The retired nurse says that though Sonia Gandhi was a celebrity patient, the hospital staff didn’t face any trouble due to security arrangements and the family adhered to hospital rules.

“There was hardly any security for Sonia Gandhi. I met her in the labour room in the afternoon. She was very co-operative and it was a normal delivery. There was a team of nurses, paediatricians and doctors,” says Vavathil, who moved to Kerala in 1987 after serving in the Army in Ahmedabad.

She says Rajiv Gandhi and Sanjay Gandhi were present outside the labour room though the hospital allowed them entry into the room. “Though our hospital allowed them entry in the labour room, they opted to wait outside,” she says, adding that she remembers both the brothers wearing white kurtas.

Prime Minister Indira Gandhi, who was touring Patna, came to the hospital after three days to meet her grandson.
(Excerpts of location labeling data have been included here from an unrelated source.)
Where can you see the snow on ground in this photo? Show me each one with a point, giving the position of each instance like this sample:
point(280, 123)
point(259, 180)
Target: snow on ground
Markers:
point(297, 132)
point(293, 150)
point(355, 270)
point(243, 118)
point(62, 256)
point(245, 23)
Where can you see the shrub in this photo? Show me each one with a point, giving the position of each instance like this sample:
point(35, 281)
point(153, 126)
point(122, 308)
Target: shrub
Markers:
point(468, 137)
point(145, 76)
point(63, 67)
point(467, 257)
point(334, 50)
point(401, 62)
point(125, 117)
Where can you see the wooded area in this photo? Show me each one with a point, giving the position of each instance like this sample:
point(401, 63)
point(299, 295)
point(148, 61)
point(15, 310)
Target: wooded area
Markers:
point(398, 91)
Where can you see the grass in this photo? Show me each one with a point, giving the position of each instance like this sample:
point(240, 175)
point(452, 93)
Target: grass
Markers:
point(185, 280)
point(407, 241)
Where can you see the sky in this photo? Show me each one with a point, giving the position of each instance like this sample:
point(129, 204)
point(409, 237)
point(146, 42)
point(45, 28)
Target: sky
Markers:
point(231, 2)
Vavathil says the Prime Minister didn’t break any hospital rules to visit the baby, who was kept at the nursery.

“The baby was kept in the nursery and visitors were not allowed to touch the baby. And Indira Gandhi didn’t try to go to the other side and meet the infant,” she said.

Though Vavathil was delighted when she heard of the Congress president’s candidature from Wayanad, she regrets the fact that she couldn’t meet her grandson, (as she calls him) during the election campaign in Sultan Battery.
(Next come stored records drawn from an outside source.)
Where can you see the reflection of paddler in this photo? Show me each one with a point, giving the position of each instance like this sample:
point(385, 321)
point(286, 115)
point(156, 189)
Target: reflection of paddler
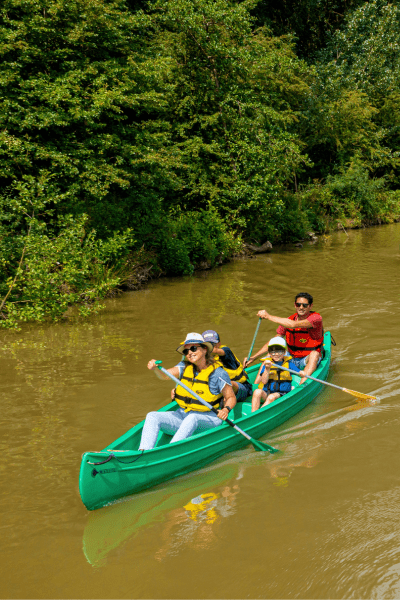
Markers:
point(203, 506)
point(195, 522)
“I am looking forward to meet him as early as possible. I have a lot of stories to share with him. I am sure his grandmother and mother may not have shared these stories with him. How he was born, who saw you first when you opened your eyes, how we looked after you, how we used to address you as PM’s grandson,” she smiles. On being asked whether she voted for Rahul Gandhi, she said, “If I don’t vote for my grandson, who else will I?”

The 72-year-old is confident that the Congress president will win from Wayanad and she wishes to see him as the next Prime Minister.

What will she tell him if they meet? “I don’t know what all topics I am going to discuss with him. I have carried him in these hands. I will let him know that,” she quips. Though the constituency is in dire need of a hospital and other infrastructure, Vavathil says that she will keep all those talks for their second visit.

“I wouldn’t make any demands in our first meeting. If we meet for a second time, I will crib about the pressing issues of Wayanad,” she says.